METHOD: Cross-sectional, descriptive and analytical study conducted with 554 patients who had OGTT requested from January to April 2018. Data from laboratory tests were collected through Complab Advanced version 6.9.6 system, organized into a Microsoft® Excel table and analyzed using Epi InfoTM, version 7.2.1.0. The accuracy of the glucometer paired analysis was performed by determinations of Student’s t test, using SPSS version of IBM 21TM. Patients with a previous diagnosis of DM and/or who showed OGTT request as a screening test along with blood glucose or glycated hemoglobin were classified as unnecessary requests.
RESULTS: Among the studied patients, 17% (94) had unnecessary OGTT requests, 53 (53.4%) patients had blood glucose ≥ 140 mg/dl and previous DM and/or OGTT used as screening; 41 (43.6 %) patients with capillary blood glucose < 140 mg/dl, but with a diagnosis of DM. The glucometer proved to be accurate with a high correlation (r2 = 0.97, p < 0.0001) with serum glucose. Approaches during screening and capillary blood glucose prevented unnecessary exposure to glucose overload in 67% (63) of the patients.
CONCLUSION: The high prevalence of unnecessary OGTT requests underscores the need of criteria for OGTT requesting and the standardization of procedures for screening in the exam.

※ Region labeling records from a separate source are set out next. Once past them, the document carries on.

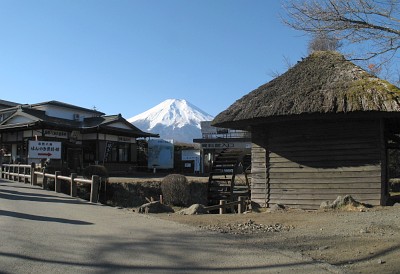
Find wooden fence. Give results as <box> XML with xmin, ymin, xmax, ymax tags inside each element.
<box><xmin>1</xmin><ymin>163</ymin><xmax>100</xmax><ymax>203</ymax></box>
<box><xmin>204</xmin><ymin>196</ymin><xmax>248</xmax><ymax>214</ymax></box>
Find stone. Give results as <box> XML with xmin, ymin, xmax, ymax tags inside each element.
<box><xmin>177</xmin><ymin>204</ymin><xmax>207</xmax><ymax>215</ymax></box>
<box><xmin>136</xmin><ymin>201</ymin><xmax>174</xmax><ymax>214</ymax></box>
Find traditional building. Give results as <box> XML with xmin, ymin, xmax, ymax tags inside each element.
<box><xmin>0</xmin><ymin>101</ymin><xmax>158</xmax><ymax>172</ymax></box>
<box><xmin>212</xmin><ymin>52</ymin><xmax>400</xmax><ymax>208</ymax></box>
<box><xmin>193</xmin><ymin>121</ymin><xmax>251</xmax><ymax>173</ymax></box>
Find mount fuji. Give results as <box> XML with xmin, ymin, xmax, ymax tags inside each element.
<box><xmin>127</xmin><ymin>99</ymin><xmax>214</xmax><ymax>143</ymax></box>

Keywords: glucose tolerance test; diabetes mellitus; unnecessary tests; costs and cost analysis.

RESUMEN

INTRODUCCIÓN: La prueba de tolerancia a la glucosa oral (PTGO) es un importante examen para diagnóstico de la diabetes mellitus (DM) que requiere criterios de solicitud y estandarización en su consecución.
OBJETIVOS: Establecer la prevalencia de solicitudes innecesarias de PTGO y analizar los criterios de aptitud del paciente para una sobrecarga de glucosa.
MÉTODO: Estudio de corte transversal, descriptivo y analítico, llevado a cabo con 554 pacientes que tuvieron PTGO solicitado entre enero y abril de 2018. Datos de las pruebas de laboratorio fueron recolectados con el sistema Complab Advanced versión 6.9.6, tabulados en Microsoft® Excel y analizados en Epi InfoTM, versión 7.2.1.0. La precisión del glucómetro fue medida por análisis pareado de las determinaciones en la prueba t de Student, mediante el IBM SPSS® versión 21TM. Pacientes con diagnóstico previo de DM y/o que presentaron solicitud de PTGO como prueba de cribado junto con glucemia o hemoglobina glucosilada fueron clasificados como peticiones innecesarias.
RESULTADOS: Entre los pacientes investigados, el 17% (94) tuvieron peticiones innecesarias de PTGO: 53 (53,4%) con glucemia capilar ≥ 140 mg/dl y DM previo y/o PTGO usado como cribado; 41 (43,6%) con glucemia capilar < 140 mg/dl, pero con diagnóstico de DM. El glucómetro se mostró preciso, con alta correlación (r2 = 0,97, p < 0,0001) con la glucemia sérica. Los enfoques durante el cribado y la glucemia capilar evitaron la exposición innecesaria a la sobrecarga de glucosa en el 67% (63) de los pacientes.
CONCLUSIÓN: El alta prevalencia de peticiones innecesarias de PTGO destaca la necesidad de criterios para la solicitud de la PTGO, así como la estandarización de procedimientos para cribado en la consecución de esa prueba.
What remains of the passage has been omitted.